26 North Yachts Reflects on FLIBS
The 54th Fort Lauderdale International Boat Show featured a key element that wasn’t present the past couple years: clear sunny skies. The omnipresent sun helped attract 28% more visitors than in 2012, when Hurricane Sandy flooded and even closed part of the show.
The largest Fort Lauderdale show yet included a substantial expansion north of the Las Olas Bridge, where the 26 North Yachts team displayed Bac O Booc (above). Mike Carlson, co-founder and broker at 26 North Yachts, says that since he started attending the show a decade ago and since 26 North launched in 2011, this show is always one of the most successful of the year.
“In fact it was the 2011 FLIBS that we signed the new build Outer Reef 86 Ti Punch at,” he says. “We went from signing that deal at the 2011 show and now having the christening at the 2013 show (below, courtesy of Outer Reef Facebook).”

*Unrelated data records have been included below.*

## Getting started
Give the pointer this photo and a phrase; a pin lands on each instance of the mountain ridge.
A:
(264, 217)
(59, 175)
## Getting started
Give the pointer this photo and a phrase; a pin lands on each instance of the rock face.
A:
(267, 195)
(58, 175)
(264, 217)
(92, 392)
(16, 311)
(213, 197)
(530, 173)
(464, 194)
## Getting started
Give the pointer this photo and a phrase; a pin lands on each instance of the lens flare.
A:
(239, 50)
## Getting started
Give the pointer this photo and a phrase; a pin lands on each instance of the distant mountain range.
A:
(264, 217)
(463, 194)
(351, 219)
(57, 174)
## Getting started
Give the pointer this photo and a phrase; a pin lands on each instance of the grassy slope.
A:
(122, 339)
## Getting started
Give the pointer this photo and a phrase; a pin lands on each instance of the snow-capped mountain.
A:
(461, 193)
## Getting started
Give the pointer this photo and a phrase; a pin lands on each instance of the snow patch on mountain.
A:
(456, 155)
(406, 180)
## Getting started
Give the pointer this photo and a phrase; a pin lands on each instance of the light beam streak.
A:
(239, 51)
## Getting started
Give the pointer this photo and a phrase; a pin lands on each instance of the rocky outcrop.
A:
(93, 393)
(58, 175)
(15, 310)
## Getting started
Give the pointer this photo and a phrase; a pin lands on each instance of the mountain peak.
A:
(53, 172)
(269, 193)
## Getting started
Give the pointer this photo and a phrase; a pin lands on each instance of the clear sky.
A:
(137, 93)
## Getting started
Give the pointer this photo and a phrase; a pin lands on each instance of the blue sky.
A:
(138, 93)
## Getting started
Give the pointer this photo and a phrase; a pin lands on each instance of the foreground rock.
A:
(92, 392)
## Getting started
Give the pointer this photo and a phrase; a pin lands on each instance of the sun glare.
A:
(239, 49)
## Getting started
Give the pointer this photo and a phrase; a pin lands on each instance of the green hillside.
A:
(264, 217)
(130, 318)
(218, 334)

The north end of the show is a considerable walk from the booths and tents located near the Bahia Mar, particularly when there’s not a cloud in the sky. However, the location is not without its advantages. Just as the rest of the show is structured by dividing up the builders by their make of boats – the sportfishermen with the sportfishermen, the trawlers with the trawlers, and the megayachts with the megayachts – the brokerage boats are kept with the brokerage boats and attract attendees who are interested in buying, not just looking.
“Being positioned on the north end surrounded by similar-size brokerage boats has always done well for us,” says Nicholas Scherb, co-founder and broker. “It takes a little more effort to walk up there off Las Olas, which weeds out people just out to see big boats. We find on the north-end customer tends to be more qualified and know what their looking for.”
Fort Lauderdale marks the beginning of the American season. The deals made and the interest shown on the docks will set the tone for the rest of the season. The show also demonstrates to overseas builders and brokers the health of the American market, which in recent years hasn’t been as strong as the European and South American markets.
“We expected this to be a strong show with the American market still showing the bulk of our sales continuing to be the largest player in the yachting world,” Scherb explains. “Of course we see buyers and sellers from all over the world, but the reality is the American market remains strong.”
Although this year seemed to be slightly less crowded than previous year, the refrain on the docks from builders and brokers seemed to be that the “right people” were at the show. The 26 North Yachts team noticed the same trend.
“All in all the traffic was about average but an end result of the show is we’re seeing offers, which is all we can ask for,” Carlson says. “The true success of any show is typically determined the following couple of weeks. In reality all it takes is our brokers to make contact with a few good buyers and sellers and it’s all worth, which we certainly feel like it was this year.”